A corrected version of the story is below:
Greece approved to get next rescue loan payments
Greece to get $8.7 billion in rescue loans in coming months, even though reforms are slow
By SARAH DiLORENZO and RAF CASERT
BRUSSELS (AP) — Greece secured a much-needed 6.8 billion euros ($8.7 billion) in rescue loans Monday after squeaking by an inspection from its international creditors, who are demanding it slash thousands of civil servant jobs and government spending.
Experts from the European Central Bank, the European Union and the International Monetary Fund said Greece's finances are improving, although they warned that it is making reforms too slowly and that the outlook for its economy, which has been in recession since 2008, remains uncertain.
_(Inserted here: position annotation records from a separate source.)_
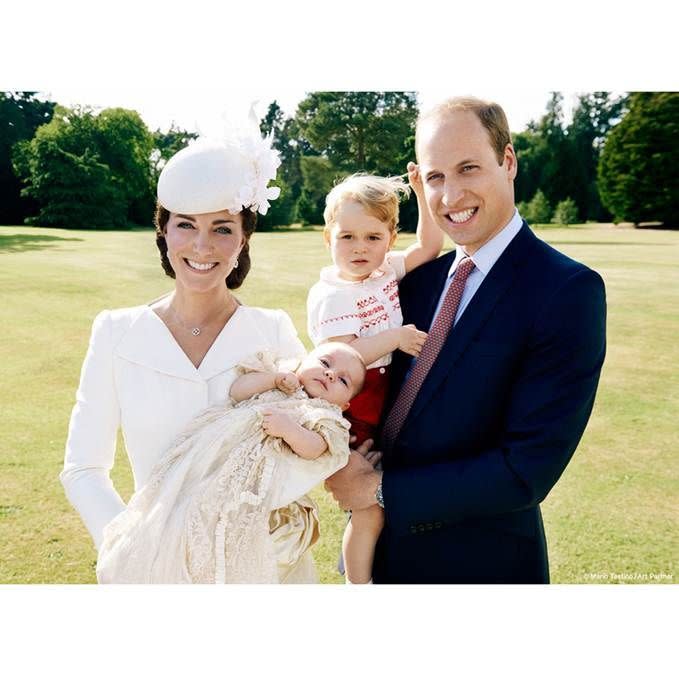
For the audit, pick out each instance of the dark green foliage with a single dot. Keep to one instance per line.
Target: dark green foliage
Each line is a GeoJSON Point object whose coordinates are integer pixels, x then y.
{"type": "Point", "coordinates": [318, 177]}
{"type": "Point", "coordinates": [537, 211]}
{"type": "Point", "coordinates": [89, 171]}
{"type": "Point", "coordinates": [281, 211]}
{"type": "Point", "coordinates": [561, 161]}
{"type": "Point", "coordinates": [351, 132]}
{"type": "Point", "coordinates": [638, 178]}
{"type": "Point", "coordinates": [21, 113]}
{"type": "Point", "coordinates": [166, 144]}
{"type": "Point", "coordinates": [566, 212]}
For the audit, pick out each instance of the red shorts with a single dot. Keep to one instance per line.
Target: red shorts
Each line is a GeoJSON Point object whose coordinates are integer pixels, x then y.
{"type": "Point", "coordinates": [366, 408]}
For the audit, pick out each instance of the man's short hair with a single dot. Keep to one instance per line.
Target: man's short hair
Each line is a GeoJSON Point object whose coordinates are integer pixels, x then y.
{"type": "Point", "coordinates": [490, 114]}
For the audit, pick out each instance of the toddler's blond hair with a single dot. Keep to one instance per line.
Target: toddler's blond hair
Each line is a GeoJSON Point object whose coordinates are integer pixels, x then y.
{"type": "Point", "coordinates": [379, 196]}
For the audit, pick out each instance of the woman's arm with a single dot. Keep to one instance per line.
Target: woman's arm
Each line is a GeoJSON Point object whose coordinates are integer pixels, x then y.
{"type": "Point", "coordinates": [90, 447]}
{"type": "Point", "coordinates": [429, 235]}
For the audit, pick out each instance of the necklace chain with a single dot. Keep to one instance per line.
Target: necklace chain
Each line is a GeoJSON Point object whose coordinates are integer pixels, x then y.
{"type": "Point", "coordinates": [194, 330]}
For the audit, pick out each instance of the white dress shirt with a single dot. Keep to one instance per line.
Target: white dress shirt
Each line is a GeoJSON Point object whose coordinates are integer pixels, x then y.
{"type": "Point", "coordinates": [137, 378]}
{"type": "Point", "coordinates": [484, 259]}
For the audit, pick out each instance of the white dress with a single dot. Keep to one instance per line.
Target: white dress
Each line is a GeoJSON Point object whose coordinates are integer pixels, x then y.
{"type": "Point", "coordinates": [203, 516]}
{"type": "Point", "coordinates": [364, 308]}
{"type": "Point", "coordinates": [136, 378]}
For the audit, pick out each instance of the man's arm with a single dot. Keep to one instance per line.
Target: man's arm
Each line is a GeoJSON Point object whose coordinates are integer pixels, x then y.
{"type": "Point", "coordinates": [548, 409]}
{"type": "Point", "coordinates": [429, 236]}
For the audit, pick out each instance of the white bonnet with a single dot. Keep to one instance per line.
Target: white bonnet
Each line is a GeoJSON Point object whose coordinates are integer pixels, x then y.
{"type": "Point", "coordinates": [213, 175]}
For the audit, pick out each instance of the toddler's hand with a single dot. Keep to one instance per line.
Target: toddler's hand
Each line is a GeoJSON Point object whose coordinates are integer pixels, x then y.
{"type": "Point", "coordinates": [276, 423]}
{"type": "Point", "coordinates": [287, 382]}
{"type": "Point", "coordinates": [410, 339]}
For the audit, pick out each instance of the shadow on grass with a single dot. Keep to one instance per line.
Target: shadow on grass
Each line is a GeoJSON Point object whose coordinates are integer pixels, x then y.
{"type": "Point", "coordinates": [26, 242]}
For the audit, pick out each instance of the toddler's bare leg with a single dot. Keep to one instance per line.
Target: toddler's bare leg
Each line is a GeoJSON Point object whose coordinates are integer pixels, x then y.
{"type": "Point", "coordinates": [358, 544]}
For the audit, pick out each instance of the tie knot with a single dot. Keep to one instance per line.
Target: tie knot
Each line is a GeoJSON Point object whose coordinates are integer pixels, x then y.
{"type": "Point", "coordinates": [464, 268]}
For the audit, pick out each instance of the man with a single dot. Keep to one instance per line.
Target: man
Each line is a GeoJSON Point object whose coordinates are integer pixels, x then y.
{"type": "Point", "coordinates": [479, 428]}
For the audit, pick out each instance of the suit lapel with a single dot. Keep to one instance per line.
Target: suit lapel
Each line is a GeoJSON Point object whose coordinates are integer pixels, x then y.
{"type": "Point", "coordinates": [419, 310]}
{"type": "Point", "coordinates": [496, 284]}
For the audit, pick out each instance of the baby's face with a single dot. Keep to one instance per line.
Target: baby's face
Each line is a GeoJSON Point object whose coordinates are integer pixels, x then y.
{"type": "Point", "coordinates": [359, 241]}
{"type": "Point", "coordinates": [333, 373]}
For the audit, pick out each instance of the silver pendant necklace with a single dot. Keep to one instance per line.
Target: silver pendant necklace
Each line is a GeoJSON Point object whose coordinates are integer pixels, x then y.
{"type": "Point", "coordinates": [195, 331]}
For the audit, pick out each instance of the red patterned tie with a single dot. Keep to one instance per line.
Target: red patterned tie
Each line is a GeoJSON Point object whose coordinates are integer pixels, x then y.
{"type": "Point", "coordinates": [435, 339]}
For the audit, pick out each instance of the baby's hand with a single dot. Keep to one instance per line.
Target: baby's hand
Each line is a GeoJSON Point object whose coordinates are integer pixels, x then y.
{"type": "Point", "coordinates": [415, 181]}
{"type": "Point", "coordinates": [410, 339]}
{"type": "Point", "coordinates": [287, 382]}
{"type": "Point", "coordinates": [276, 423]}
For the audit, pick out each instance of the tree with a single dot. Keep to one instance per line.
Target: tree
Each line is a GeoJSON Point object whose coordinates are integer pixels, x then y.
{"type": "Point", "coordinates": [360, 131]}
{"type": "Point", "coordinates": [593, 117]}
{"type": "Point", "coordinates": [318, 178]}
{"type": "Point", "coordinates": [88, 171]}
{"type": "Point", "coordinates": [566, 212]}
{"type": "Point", "coordinates": [291, 146]}
{"type": "Point", "coordinates": [21, 113]}
{"type": "Point", "coordinates": [166, 144]}
{"type": "Point", "coordinates": [352, 132]}
{"type": "Point", "coordinates": [538, 210]}
{"type": "Point", "coordinates": [638, 178]}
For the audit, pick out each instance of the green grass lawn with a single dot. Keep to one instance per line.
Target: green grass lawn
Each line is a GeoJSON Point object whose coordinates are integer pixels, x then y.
{"type": "Point", "coordinates": [611, 518]}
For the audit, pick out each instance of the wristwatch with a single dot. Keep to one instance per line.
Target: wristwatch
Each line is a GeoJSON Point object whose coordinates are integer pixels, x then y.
{"type": "Point", "coordinates": [378, 495]}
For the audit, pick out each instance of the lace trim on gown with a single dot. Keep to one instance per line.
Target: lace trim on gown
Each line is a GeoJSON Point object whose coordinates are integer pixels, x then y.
{"type": "Point", "coordinates": [206, 513]}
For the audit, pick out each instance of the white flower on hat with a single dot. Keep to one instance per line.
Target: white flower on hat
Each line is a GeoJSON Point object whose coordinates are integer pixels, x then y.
{"type": "Point", "coordinates": [228, 174]}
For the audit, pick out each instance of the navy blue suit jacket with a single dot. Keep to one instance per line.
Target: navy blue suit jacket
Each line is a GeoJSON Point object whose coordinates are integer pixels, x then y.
{"type": "Point", "coordinates": [496, 420]}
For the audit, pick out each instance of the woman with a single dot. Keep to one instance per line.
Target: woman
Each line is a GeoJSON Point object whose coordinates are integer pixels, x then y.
{"type": "Point", "coordinates": [150, 369]}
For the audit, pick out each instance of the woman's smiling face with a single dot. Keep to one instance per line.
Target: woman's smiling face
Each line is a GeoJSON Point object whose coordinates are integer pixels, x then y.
{"type": "Point", "coordinates": [203, 249]}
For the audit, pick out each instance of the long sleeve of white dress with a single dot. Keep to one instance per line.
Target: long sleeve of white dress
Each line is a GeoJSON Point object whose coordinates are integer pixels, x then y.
{"type": "Point", "coordinates": [90, 447]}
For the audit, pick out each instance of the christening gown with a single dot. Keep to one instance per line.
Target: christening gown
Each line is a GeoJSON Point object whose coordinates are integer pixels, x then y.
{"type": "Point", "coordinates": [206, 514]}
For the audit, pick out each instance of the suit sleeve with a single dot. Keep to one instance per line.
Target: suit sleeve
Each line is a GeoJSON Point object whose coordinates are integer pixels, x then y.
{"type": "Point", "coordinates": [548, 408]}
{"type": "Point", "coordinates": [90, 447]}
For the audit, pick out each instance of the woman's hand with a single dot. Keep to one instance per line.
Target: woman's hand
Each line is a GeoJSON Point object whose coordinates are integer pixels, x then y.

But the so-called troika of creditors still recommended that the next loan payments be made, and the finance ministers from the 17 countries that use the euro agreed. Belgian Finance Minister Koen Geens said the loans would be divided into three groups and disbursed in July, August and October.
"Greece is getting on track," German Finance Minister Wolfgang Schaeuble said as he left the meeting in Brussels. "It is not easy for them."
After years of overspending, Greece nearly went bankrupt and is now surviving on rescue loans. To ensure that the government keeps up with the reforms it promised in exchange for 240 billion euros in bailout loans, its creditors turn over the funds slowly — and only after rigorous assessments of the country's progress.
Greece's creditors said the country's reform program remained "broadly in line" with projections. It also laid out the hope of a gradual return to growth next year.
However, it added that "the outlook remains uncertain." Greece has been hammered by a financial crisis since 2009 and is in the sixth year of a deep recession.
The troika said "policy implementation is behind in some areas" and that the Greek authorities have said they will do more to ensure delivery of the fiscal targets for 2013-14, noting in particular efforts to restrict overspending in the health sector.
"In short, it is time to step up the momentum of reform in Greece, support the return of confidence for the sake of sustainable growth and job creation," said the EU's monetary affairs commissioner, Olli Rehn.
Greece is stuck in a years-long recession and unemployment has spiraled to above 27 percent, in part because of the reforms and austerity measures it is implementing.
The troika said the government has also "committed to take steps to bring public administration reforms back on track," including reducing the number of civil servants, one of the measures that has been among the most contentious in Greece's reform program.
"Firing civil servants is always difficult, that is difficult in every country, certainly in such economic circumstances," said Jeroen Dijsselbloem, who is head of the eurogroup meeting and Dutch finance minister.